Wednesday, April 04, 2007


What WOULD Joel Osteen do...if he came across a couple going at it in the cab of some big rig at six in the morning (six in the morning)? Gerry hath axed a provocative question. But at first I misinterpreted. I thought ye said "J-Lo," as in "Jenny from the Block" in Jennifer Lopez. So, of course, I totally accepted and even fantasized about the notion that Ms. Lopez would do some gringo trucker for free crystal meth some early morning after her inevitable decline in the near future. As for J.O...there shall be no such decline for him, although after Ted Haggard you do have to suspect that every single evangelical preacher in the world must secretly be gay. Or perhaps you don't. But whether he be gay or no (and I'm sure he'd say no), my boy J.O. don't preach the hate, and although he might privately believe that homosexuality is a sin, I've never heard him mention it in a sermon. He stays positive. So, prolly, after the couple in the truck got done going at it, J.O. would give them a big, shit-eating (but lovable) smile, and invite him to his football stadium-sized church. Cuz if any evangelical, gelled-mullet preacher out there could ever grasp the concept of being loving towards folks even if you don't agree with their lifestyle would be the mighty Joel Osteen and whatever brand of teeth-whitening paste he currently uses.

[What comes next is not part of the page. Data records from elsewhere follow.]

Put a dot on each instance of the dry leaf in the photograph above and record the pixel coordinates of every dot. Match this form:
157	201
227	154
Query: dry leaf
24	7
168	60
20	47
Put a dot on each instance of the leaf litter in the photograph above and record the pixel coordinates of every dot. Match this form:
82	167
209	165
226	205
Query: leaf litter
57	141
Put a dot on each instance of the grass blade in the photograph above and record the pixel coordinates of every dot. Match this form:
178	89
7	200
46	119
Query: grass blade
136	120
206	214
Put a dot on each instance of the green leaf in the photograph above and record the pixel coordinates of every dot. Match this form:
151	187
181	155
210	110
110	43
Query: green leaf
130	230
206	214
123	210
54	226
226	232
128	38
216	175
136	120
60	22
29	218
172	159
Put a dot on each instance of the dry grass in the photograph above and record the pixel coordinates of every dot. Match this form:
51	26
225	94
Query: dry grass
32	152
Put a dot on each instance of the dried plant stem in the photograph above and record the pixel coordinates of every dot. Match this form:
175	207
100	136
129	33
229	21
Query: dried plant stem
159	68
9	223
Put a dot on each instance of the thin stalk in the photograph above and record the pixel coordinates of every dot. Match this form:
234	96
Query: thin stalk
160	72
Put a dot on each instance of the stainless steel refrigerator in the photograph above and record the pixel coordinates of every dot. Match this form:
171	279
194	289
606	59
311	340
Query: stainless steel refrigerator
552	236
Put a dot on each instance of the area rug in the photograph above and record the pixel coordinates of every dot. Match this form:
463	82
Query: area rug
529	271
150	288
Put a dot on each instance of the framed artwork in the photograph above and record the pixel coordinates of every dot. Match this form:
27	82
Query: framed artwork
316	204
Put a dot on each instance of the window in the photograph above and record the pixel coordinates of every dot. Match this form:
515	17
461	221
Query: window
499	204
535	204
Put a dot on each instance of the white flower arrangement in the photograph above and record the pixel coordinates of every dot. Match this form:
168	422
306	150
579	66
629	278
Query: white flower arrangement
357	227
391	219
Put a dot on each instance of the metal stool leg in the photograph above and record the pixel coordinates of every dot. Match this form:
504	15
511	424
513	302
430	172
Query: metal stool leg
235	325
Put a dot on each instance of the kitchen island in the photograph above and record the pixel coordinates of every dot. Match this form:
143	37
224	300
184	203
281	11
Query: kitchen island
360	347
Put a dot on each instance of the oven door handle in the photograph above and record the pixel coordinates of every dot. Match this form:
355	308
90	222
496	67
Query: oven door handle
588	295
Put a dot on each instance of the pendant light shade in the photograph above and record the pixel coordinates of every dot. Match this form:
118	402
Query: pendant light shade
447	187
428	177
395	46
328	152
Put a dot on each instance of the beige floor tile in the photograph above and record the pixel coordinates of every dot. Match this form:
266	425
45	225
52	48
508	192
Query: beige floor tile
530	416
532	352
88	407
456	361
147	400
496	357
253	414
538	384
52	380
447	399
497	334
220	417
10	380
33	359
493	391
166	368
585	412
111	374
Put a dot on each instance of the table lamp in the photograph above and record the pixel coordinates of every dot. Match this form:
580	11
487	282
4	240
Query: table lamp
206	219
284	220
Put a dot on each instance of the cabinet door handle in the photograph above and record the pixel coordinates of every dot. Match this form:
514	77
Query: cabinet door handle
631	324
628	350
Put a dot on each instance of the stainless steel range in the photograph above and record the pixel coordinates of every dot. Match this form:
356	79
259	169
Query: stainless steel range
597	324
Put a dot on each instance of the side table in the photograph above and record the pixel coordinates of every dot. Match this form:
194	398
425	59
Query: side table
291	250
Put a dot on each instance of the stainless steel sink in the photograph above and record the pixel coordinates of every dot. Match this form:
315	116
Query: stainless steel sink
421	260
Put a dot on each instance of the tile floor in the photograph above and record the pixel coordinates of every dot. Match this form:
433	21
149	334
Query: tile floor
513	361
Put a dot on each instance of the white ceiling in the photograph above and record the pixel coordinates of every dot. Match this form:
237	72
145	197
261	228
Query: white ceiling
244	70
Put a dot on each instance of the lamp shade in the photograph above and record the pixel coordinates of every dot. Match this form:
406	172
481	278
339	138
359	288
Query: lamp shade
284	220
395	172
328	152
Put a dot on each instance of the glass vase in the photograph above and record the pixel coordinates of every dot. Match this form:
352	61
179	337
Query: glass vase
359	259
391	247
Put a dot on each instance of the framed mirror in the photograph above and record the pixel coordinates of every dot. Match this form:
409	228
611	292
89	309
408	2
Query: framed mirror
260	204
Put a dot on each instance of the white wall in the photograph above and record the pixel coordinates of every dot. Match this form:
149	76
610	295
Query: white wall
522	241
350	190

However, if I implied that J.O. likes to cuss during his sermons, then I do repent me. He does end all his sermons with the phrase, "Do you receive it today? I know you do." But so far he has never added, "I know you do, motherfuckers!" He might want to try that on a day where half of the football stadium-sized church has fallen asleep. Of course, one does look forward to the day when the cursing preacher becomes a popular cultural icon, but for now most clergy keep their obscenities confined to their deeds and not their words. I hear, in fact, that Ted Haggard never crossed that particular line: when he had the male prostitute fuck him in the ass, or when he fucked the male prostitute in the ass, or when they sucked each other's dicks or whatever, Rev. Haggard always insisted upon using words like, "fanny," "fornicate," "oral pleasure," etc., and never words like, "fuck," "ass," blowjob," etc. Ultimately, it wuz that resistance to naughty words that provided Teddy with the moral fortitude to go to gay rehab and rededicate his life to the Lawd. Glory, Hallelujah!